なぜ「日本兵1万人」が消えたままなのか…硫黄島に上陸してわかった「ひとつの答え」
なぜ日本兵1万人が消えたままなのか、硫黄島で何が起きていたのか。 民間人の上陸が原則禁止された硫黄島に4度上陸し、日米の機密文書も徹底調査したノンフィクション『硫黄島上陸 友軍ハ地下ニ在リ』が9刷決定と話題だ。 【写真】日本兵1万人が行方不明、「硫黄島の驚きの光景…」 ふだん本を読まない人にも届き、「イッキ読みした」「熱意に胸打たれた」「泣いた」という読者の声も多く寄せられている。
遺骨収集を妨げる側に立っていたのは……
戦没者2万人のうち1万人の遺骨が見つからないミステリー。

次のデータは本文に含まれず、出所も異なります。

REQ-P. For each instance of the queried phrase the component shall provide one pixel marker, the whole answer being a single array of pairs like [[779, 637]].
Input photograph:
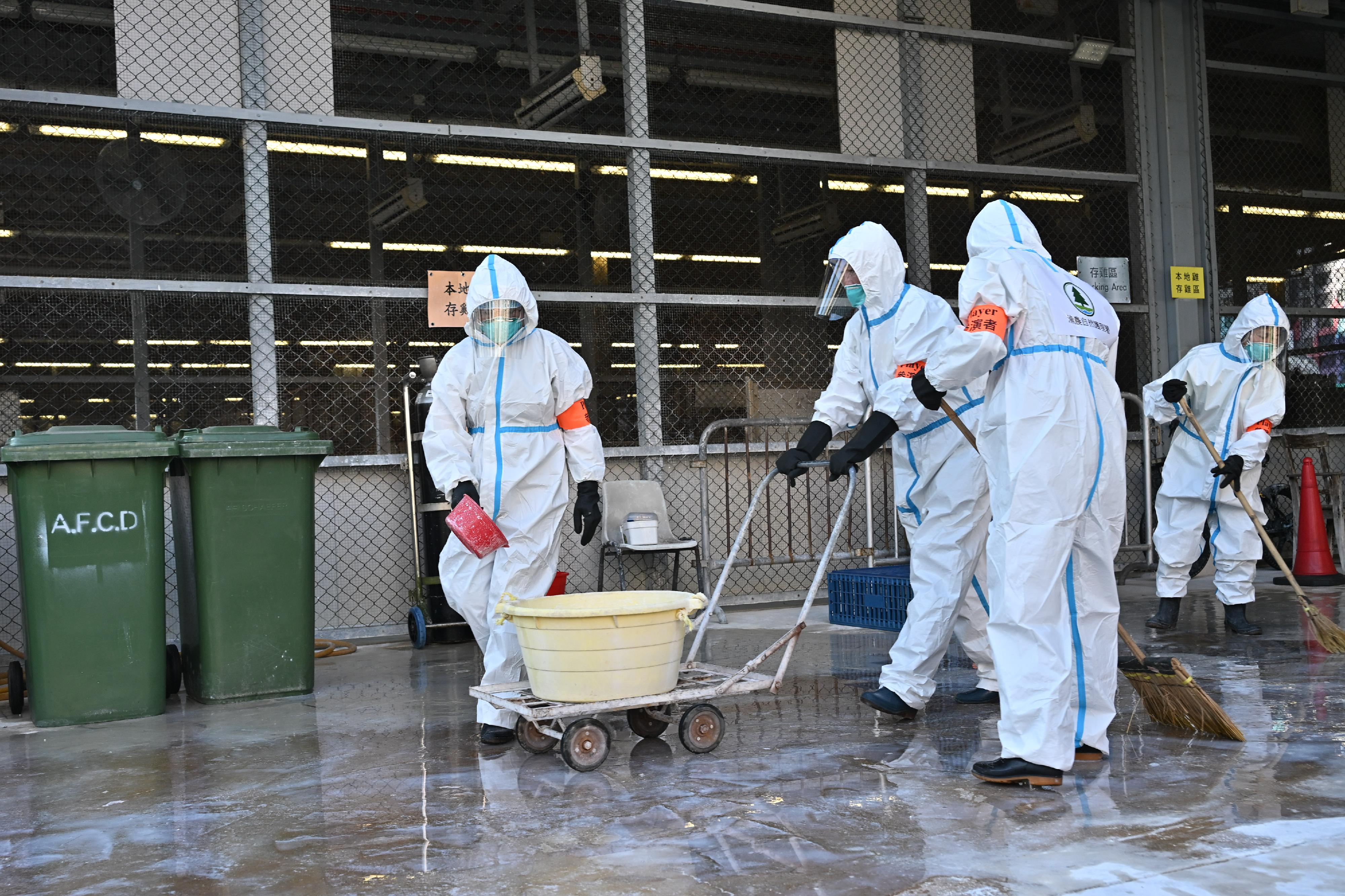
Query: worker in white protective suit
[[1054, 436], [939, 478], [509, 419], [1238, 395]]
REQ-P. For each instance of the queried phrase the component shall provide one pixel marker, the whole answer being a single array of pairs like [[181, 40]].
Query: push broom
[[1169, 692], [1331, 636]]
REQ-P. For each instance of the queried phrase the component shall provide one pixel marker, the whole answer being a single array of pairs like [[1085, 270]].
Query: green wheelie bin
[[244, 512], [89, 520]]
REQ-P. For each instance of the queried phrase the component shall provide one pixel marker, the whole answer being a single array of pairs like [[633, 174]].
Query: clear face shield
[[498, 322], [841, 291], [1264, 343]]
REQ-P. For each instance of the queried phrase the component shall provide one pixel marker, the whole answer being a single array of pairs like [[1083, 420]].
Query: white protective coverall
[[494, 421], [1238, 401], [939, 480], [1054, 436]]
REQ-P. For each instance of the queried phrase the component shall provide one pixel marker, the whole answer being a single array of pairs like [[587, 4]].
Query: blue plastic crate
[[870, 598]]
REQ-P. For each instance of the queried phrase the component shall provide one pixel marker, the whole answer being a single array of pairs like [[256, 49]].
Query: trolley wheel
[[173, 669], [532, 739], [701, 728], [17, 688], [416, 627], [644, 724], [586, 744]]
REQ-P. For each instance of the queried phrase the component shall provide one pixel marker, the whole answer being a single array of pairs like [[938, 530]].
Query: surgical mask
[[1264, 343], [501, 331], [1260, 352], [498, 321]]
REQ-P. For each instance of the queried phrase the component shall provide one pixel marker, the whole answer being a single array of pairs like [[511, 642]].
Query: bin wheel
[[17, 688], [701, 728], [532, 739], [586, 744], [173, 666], [644, 724], [416, 627]]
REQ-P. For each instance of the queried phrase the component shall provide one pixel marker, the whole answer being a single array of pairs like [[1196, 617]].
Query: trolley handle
[[743, 531]]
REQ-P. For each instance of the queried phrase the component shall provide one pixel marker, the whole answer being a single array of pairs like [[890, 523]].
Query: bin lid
[[251, 442], [87, 443]]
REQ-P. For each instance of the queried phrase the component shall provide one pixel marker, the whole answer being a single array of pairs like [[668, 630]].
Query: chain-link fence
[[228, 217]]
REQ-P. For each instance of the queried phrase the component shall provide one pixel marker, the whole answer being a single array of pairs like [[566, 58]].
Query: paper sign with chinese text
[[1188, 283], [449, 298]]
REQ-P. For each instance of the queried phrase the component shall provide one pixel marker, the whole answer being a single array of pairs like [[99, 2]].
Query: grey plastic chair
[[637, 496]]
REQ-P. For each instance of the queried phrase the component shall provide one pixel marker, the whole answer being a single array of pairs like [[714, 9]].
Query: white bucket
[[641, 529]]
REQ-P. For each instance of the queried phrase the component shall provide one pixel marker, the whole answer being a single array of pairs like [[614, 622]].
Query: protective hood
[[879, 261], [1261, 311], [497, 278], [1003, 225]]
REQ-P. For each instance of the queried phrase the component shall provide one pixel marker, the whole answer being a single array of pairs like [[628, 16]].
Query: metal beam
[[552, 138], [1270, 73], [337, 291], [844, 21], [1293, 313], [1253, 14]]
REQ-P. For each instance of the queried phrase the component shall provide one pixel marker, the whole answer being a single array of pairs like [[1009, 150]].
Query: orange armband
[[575, 416], [988, 319]]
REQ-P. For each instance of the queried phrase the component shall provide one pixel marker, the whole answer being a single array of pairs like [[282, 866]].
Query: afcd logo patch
[[1079, 300]]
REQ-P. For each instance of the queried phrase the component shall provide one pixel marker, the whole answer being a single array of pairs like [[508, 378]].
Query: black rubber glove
[[926, 393], [1175, 391], [588, 515], [814, 439], [466, 489], [1233, 472], [875, 434]]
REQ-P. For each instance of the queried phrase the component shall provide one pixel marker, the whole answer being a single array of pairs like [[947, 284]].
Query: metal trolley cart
[[586, 739]]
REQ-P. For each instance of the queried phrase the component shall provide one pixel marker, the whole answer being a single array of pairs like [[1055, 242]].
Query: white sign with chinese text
[[449, 298], [1109, 276]]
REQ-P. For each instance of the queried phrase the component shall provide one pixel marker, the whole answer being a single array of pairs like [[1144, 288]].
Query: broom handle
[[1247, 506], [1130, 642], [1121, 630], [957, 421]]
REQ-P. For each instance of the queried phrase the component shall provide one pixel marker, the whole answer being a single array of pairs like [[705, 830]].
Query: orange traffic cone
[[1313, 563]]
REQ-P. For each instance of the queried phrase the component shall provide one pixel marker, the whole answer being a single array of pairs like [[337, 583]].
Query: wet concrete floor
[[377, 783]]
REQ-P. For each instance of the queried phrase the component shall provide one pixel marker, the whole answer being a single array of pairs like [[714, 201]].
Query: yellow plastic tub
[[605, 645]]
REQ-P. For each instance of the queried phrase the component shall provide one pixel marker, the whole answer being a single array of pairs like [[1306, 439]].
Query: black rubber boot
[[1167, 615], [1237, 621], [1017, 771], [886, 701], [494, 735]]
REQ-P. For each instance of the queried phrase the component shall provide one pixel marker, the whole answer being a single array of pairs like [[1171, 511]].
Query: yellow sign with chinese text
[[1188, 283], [449, 298]]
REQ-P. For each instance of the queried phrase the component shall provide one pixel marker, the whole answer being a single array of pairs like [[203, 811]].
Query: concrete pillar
[[1336, 108], [640, 197], [1176, 190], [888, 104], [200, 56]]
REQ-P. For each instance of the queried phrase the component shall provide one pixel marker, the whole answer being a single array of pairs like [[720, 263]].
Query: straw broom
[[1331, 636], [1169, 692]]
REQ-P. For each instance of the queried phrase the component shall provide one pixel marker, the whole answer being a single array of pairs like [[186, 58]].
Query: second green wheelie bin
[[89, 519], [247, 580]]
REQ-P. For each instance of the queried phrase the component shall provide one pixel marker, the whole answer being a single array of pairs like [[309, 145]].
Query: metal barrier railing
[[871, 552], [789, 555], [1147, 453]]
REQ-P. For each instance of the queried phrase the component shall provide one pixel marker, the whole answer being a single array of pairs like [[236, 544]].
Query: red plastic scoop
[[475, 528]]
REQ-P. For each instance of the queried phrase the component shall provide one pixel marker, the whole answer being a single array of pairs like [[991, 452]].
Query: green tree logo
[[1079, 300]]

その答えを求め続けた僕は、次のような結論に至った。 戦後の冷戦下で、硫黄島は米軍が核兵器を隠す秘密基地と化していった。核の機密を保持するため、島民帰還を不許可にした。同じ理由で遺骨収集も制限された。核兵器は返還前に硫黄島から撤去されたが、日米両政府は返還時に、「有事核貯蔵」について日本側が黙認したと解釈できる曖昧な機密文書を残した。旧島民の帰還不可方針は返還後も継続することになった。日米合意の中には自衛隊施設の米軍使用を認める項目もあり、1980年ごろから米軍側の要求を背景に基地の拡充が進んだ。さらに1990年代に入ると、本土の基地負担を軽減するため、基地周辺地域に深刻な騒音問題をもたらすFCLPが本土から移転。島民の帰還不許可方針を継続する理由が増えることになった。 一方、遺骨収集団も、年数回しか上陸できないという状況が固定化していった。収集団が365日、島内で作業することは、旧島民の再居住は可能だという証左につながるからだ。収集作業が緩慢に進められた結果、多くの遺骨が土に還ってしまった。 このような現状に至った背景には、メディアの遮断もあった。報道関係者も例に洩れず、上陸の禁止対象だった。結果、硫黄島に関する国民の知識は更新されず、戦争で荒廃しきった、飲み水すらない地獄のような島というイメージが一般化した。そうした中で、旧島民が帰れない現状を問題視する国民の声は、消失していった。 遺骨収集団員として硫黄島に渡った僕は知っている。硫黄島は、地獄ではない。戦前は1000人以上の島民が豊かに暮らす農業の島だった。今も大勢の自衛官や作業員が生活している。雨水を飲料水にする浄水施設や発電施設があり、本土同様の生活をしている。衛星放送を見ることができるし、携帯電話も通じる。 しかし、メディアが盛んに報じるのは、飲み水がない中で死よりも苦しい生を生きた兵士たちの苦闘や、現在も僅かに残る戦車や大砲の残骸ばかり。しかし、実際の硫黄島は地獄の無人島ではなく、大勢の隊員らが本土並みの日常生活を過ごし、しかも風光明媚な美しい景観が広がる楽園のような島なのだ。 そうした報道をしてこなかった一人が、僕だ。むしろ、硫黄島は激戦当時のまま時が止まっているという印象ばかりを社会に与えてこなかったか。 硫黄島戦没者1万人が見つからない原因を作った側に、僕はいたのだ。